Quando nel 2008 Iron Man sbarcò e sbancò sul grande schermo, rappresentò forse inconsapevolmente la testa di ponte per il MCU al cinema. Una sorta di battesimo del fuoco, un banco di prova talmente valido che convinse milioni di fan (non solo seguaci dei fumetti Marvel) a seguire e in seguito tributare quel successo infuocato che poi in seguito quell’universo condiviso ebbe. E la prima stagione di Daredevil fu un qualche modo l’equivalente in tv: nonostante i dubbi e le perplessità (sempre di quei fan talebani di sopra), il serial creato da Drew Goddard conquistò pubblico e critica e fu per molto tempo la punta di diamante del repertorio Netflix, figliando poi una serie ancora inesausta di altre cose – dalla stessa seconda stagione del Diavolo Rosso fino a Jessica Jones, Luke Cage e Iron Fist, ognuno con due stagioni sul groppone, fino ad altri prodotti non Netflix come Runaways e Cloak & Dagger – che non raggiunsero però quel consenso globale di cui invece godette Daredevil.
I motivi sono presto detti: una scrittura precisa e tagliente, una regia efficace e vigorosa, comparto attoriale di prim’ordine, fotografia quanto mai aderente alla carta stampata ma senza tradire gli stilemi e le necessità cinematografiche, e soprattutto una storia che prendeva il meglio della già abbondantemente ottima storia del difensore di Hell’s Kitchen, aggiungendo e levando ma sempre pesando con equilibrio. Tutti ingredienti che invece sembrarono mancare non solo a tutti gli altri serial, ma proprio alla seconda stagione di Daredevil: che però, complice il ritorno ai testi di quel geniaccio un po’ naif di Goddard, tornano prorompentemente in questa terza.
Come nei fumetti, tra un passaggio e l’altro di consegne fra un writer e un altro (da Frank Miller ad Ann Nocenti, da Ed Brubaker a Mark Waid, da Kevin Smith a fino al Charles Soule di oggi), alcuni punti fermi rimangono nel mondo di Matt Murdock, l’alter ego senza vista di Daredevil: sintomo che il personaggio, creato nel 1964 da Bill Everett e Stan Lee, ha ancora tanto da dire ed è così ricco di sfumature da prestarsi a varie declinazioni. Fermo restando il leitmotiv principale: l’ossessione.

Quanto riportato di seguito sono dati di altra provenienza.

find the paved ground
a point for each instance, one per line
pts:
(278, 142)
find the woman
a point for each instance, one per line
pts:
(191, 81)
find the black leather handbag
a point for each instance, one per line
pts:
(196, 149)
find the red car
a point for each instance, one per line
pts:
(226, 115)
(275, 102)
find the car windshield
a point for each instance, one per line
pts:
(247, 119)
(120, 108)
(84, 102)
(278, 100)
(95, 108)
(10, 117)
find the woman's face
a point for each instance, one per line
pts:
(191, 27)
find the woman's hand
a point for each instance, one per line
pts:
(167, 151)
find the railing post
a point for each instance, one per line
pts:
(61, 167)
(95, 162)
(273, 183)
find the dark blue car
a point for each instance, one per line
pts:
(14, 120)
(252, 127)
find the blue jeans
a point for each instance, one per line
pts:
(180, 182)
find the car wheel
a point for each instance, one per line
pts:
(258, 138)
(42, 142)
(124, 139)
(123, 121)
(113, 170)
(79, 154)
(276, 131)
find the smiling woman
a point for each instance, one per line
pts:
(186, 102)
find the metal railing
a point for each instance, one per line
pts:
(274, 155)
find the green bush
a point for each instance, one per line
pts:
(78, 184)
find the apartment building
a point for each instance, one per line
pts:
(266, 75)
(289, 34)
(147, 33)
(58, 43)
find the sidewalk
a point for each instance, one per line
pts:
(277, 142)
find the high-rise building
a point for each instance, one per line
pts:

Da quella di Matt nei confronti della religione – che lo spinge ad esplorare il confine fra giustizia e vendetta, fra responsabilità e patologia-, a quella fra il protagonista e la sua nemesi, un Wilson Fisk enorme nelle dimensioni e nelle capacità recitative del suo interprete, Vincent D’Onofrio; fino al rapporto ossessionato con l’Amore e con Karen Page ed Elektra Natchios, i due grandi amore della vita di Murdock.
Tutto splendidamente riassunto in una delle più belle storie a fumetti di sempre, Born Again, opera di Miller e David Mazzuchelli, e nel Diavolo Custode di Smith e Joe Quesada: e che sono un po’ la fonte narrativa principale di questo Daredevil 3, pieno zeppo com’è di dissidi interiori, dubbi esistenziali, riflessioni sul doppio. Un’immersione totale, insomma, nella psiche dei protagonisti che si integra brillantemente con una gestione narrativa impeccabile, con quel suo crescendo nascosto ma costante; una sapiente scrittura che accentua le dinamiche e l’intimità di vecchi e nuovi personaggi.

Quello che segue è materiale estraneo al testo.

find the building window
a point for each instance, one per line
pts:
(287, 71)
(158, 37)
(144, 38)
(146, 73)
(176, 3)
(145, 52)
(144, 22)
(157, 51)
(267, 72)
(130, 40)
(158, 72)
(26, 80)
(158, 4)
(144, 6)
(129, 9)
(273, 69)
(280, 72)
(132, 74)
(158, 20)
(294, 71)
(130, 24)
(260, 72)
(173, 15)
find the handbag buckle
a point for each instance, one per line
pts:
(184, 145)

In questo modo, il Daredevil di Goddard si conferma e si pone come un prodotto estremamente autoriale, molto poco “cinecomic” (se si vuole proprio creare un parallelo con il MCU citato all’inizio, dove – almeno nei primi i film, la cifra stilistica predominante era quella della commedia e della rivisitazione dei generi classici), con una rigorosa impronta estetica e un ben preciso orizzonte narrativo. Senza poi dimenticare le meravigliose coreografie dei combattimenti, con un occhio di riguardo alla perla della 3×02: un piano sequenza di 11’, senza un attimo di cedimento di tensione, senza un fotogramma fuori posto, senza perdere neanche per qualche secondo la sua carica emotiva.
La consacrazione definitiva del Cornetto.